All that's needed now is to get the buyer to the closing table, collect the check, and move on to the next phase, right?

Dream on. This is where it starts to get tough. That's because while the builder is looking to wrap up, the buyer is still in the middle of the ride; his or her dream has yet to be completed. The opportunity for the home buying experience to falter crops up again because of how the builder's objectives diverge from the buyer's objectives:

The Traditional Builder's Objectives

  • Complete the home on time
  • Transfer keys to customer
  • Hand off from construction to customer care
  • Complete punch-list identified at final orientation
  • Don't interfere with monthly and quarterly closing goals
  • The Buyer's Objectives

  • Confirm occupancy date as far in advance as possible
  • Feel comfortable; trust the builder to repair all the items identified at the final orientation
  • Feel confident the home will be ready on the promised date
  • Reduce general moving anxieties: Will the garage be ready for pre-move storage? Will the utilities be turned on and working? Will the mail delivery transfer get held up? Will the move-in go as planned?
  • As is often the case in each of the other phases of the home buying experience, the traditional builder is typically overly focused on the execution of the process and is under-attentive to the customer's experience. Yet this is the phase when the buyer typically reaches a zenith of anxiety, worry, and self-doubt. “Buyer's remorse” is a just a small part of the anxiety most buyers experience as they finalize the details of closing out one home and moving into another.

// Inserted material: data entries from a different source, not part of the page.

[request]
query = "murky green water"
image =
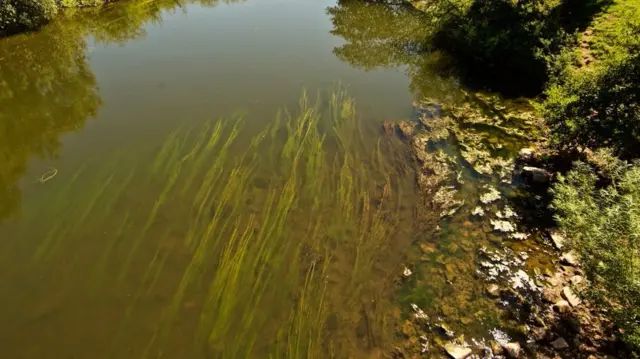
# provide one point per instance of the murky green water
(167, 189)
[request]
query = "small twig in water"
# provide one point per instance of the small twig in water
(48, 175)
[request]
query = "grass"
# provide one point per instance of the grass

    CLEAN SURROUNDINGS: While builders earn high satisfaction ratings for communicating the move-in date early, the factors that contribute most to satisfaction are: having the community look clean and safe on move-in day; and a home that's clean on the outside. Yet, what do most builders concentrate on during this tumultuous period? “Get it done on time,” “Clear the punch-list,” and “Meet the production targets” seem to top the list. These are all reasonable goals for a builder who must then go a long way to meet a buyer's expectations.

    But for the buyer, the move-in is tied to dozens of decisions and an avalanche of emotions. Buyers feel excited and proud as they step up to their new home and the sense of status and arrival that comes with it. But then they feel the undercurrent of uncertainty as anxieties about the unexpected costs and implications of moving—not to mention those new mortgage payments—start to mount.

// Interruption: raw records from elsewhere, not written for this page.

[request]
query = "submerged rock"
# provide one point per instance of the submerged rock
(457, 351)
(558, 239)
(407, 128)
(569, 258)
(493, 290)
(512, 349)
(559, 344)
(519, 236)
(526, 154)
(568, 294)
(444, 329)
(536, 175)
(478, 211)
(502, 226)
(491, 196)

    That's one reason it's important for builders to be especially reassuring with buyers during move-in. Intuitively, builders will point with pride to the quality of the physical structure they've built, which is important. But they have also erected a symbol of accomplishment for the buyer. Builders need to play to the emotions of buyers, connecting them to the symbol as much as the structure builders work so hard to complete.

    This is where all those “extraordinary touch points” (ETPs) that delighted the buyer during the personalization phase—and the open communication that impressed the buyer during the construction phase—will come into play. If the builder has earned the buyer's unconditional trust by this phase, the buyer will feel confident that his or her home will be delivered—and a small punch-list of items will be completed —on time.

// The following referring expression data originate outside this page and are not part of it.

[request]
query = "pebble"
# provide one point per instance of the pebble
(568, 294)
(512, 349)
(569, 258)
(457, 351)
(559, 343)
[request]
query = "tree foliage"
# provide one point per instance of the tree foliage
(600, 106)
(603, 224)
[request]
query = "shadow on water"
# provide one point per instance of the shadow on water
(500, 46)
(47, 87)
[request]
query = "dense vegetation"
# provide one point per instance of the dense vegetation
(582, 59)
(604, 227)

    When the builder's relationship with a home buyer rests on a foundation of trust, the buyer knows that the builder will not only deliver what was promised, but will continue to provide the new home buyer with a lasting positive experience.

    Stress Relief To create an extraordinary experience during the move-in phase, builders need to recognize that there are actually two critical components of this phase: the move-in stage itself; and the transition that occurs as the new home buyer becomes a new homeowner.